800.000 Kilo Äpfel erntet Georg in einem durchschnittlichen Jahr. Heuer nicht. „Bei den Äpfels sind drei Viertel hin, beim Rest muss sich erst zeigen, ob das noch was wird,“ berichtet Georg. Selbst wenn Äpfel am Baum bleiben: Wenn der Apfel beschädigt ist, lässt er sich nicht mehr als Tafelobst verkaufen. Dafür reicht ein unregelmäßiger Wuchs oder eine Schadstelle mit mehr als einem Quadratmillimeter Größe – oder auch eine zu blasse Farbe. Was den strengen Kriterien der Lebensmittelmärkte nicht entspricht, ist Industrieobst. Dafür gibt’s dann nochmal weniger Geld.

Keine Ernte, keine Arbeit?

Den Rest des Jahres auf die faule Haut legen, weil die Ernte eh nichts wird – das kann sich kein Bauer leisten.
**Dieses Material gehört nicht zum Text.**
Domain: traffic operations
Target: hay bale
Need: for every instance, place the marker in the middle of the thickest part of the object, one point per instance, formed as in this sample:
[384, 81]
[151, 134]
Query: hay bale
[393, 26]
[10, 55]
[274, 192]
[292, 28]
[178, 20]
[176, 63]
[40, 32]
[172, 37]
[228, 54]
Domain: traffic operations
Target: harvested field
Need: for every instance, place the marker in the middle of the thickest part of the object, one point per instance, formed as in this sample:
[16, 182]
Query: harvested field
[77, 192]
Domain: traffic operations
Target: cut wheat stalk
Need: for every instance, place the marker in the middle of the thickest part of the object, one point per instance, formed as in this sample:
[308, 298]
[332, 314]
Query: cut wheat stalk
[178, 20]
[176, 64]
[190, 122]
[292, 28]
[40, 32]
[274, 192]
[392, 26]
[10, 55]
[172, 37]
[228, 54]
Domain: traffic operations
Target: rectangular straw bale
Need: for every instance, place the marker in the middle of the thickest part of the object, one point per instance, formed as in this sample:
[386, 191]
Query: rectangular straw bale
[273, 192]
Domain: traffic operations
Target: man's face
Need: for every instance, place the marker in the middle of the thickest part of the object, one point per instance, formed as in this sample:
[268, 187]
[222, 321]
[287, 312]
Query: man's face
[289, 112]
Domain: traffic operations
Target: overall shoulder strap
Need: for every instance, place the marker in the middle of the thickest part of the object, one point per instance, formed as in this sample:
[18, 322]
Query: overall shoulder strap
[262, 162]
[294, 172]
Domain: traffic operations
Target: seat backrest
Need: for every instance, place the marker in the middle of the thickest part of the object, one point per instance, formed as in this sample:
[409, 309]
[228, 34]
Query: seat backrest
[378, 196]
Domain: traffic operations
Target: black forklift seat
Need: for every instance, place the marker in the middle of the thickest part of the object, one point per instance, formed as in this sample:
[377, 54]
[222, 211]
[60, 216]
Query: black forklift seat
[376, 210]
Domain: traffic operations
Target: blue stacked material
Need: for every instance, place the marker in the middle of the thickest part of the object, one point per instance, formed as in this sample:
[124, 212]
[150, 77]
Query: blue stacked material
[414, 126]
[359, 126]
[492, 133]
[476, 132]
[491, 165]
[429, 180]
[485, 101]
Die Anlagen müssen genauso gepflegt werden wie sonst auch. Pflanzenschutz und Pflegemaßnahmen müssen weiterlaufen. Passiert das nicht, können sich Pilz- und Bakterienkrankheiten in der Anlage ausbreiten.

Damit laufen auch die Kosten ganz normal weiter. „Ich habe im Jahr 200.000 bis 220.000 Euro an betrieblichen Ausgaben. Allein die Pflanzenschutzmittel machen 25.000 Euro aus. Dazu kommen 10.000 Liter Treibstoff, Kosten für die Instandhaltung der Lager- und Kühlhallen… Wenn ich nach Abzug der Betriebkosten und der Lebenserhaltungskosten auf Null bin, bin ich schon froh,“ rechnet Georg vor. In einem normalen Jahr, wohlgemerkt. Zum Investieren, beispielsweise in die Erneuerung der Obstanlagen, bleibt da nicht mehr viel übrig.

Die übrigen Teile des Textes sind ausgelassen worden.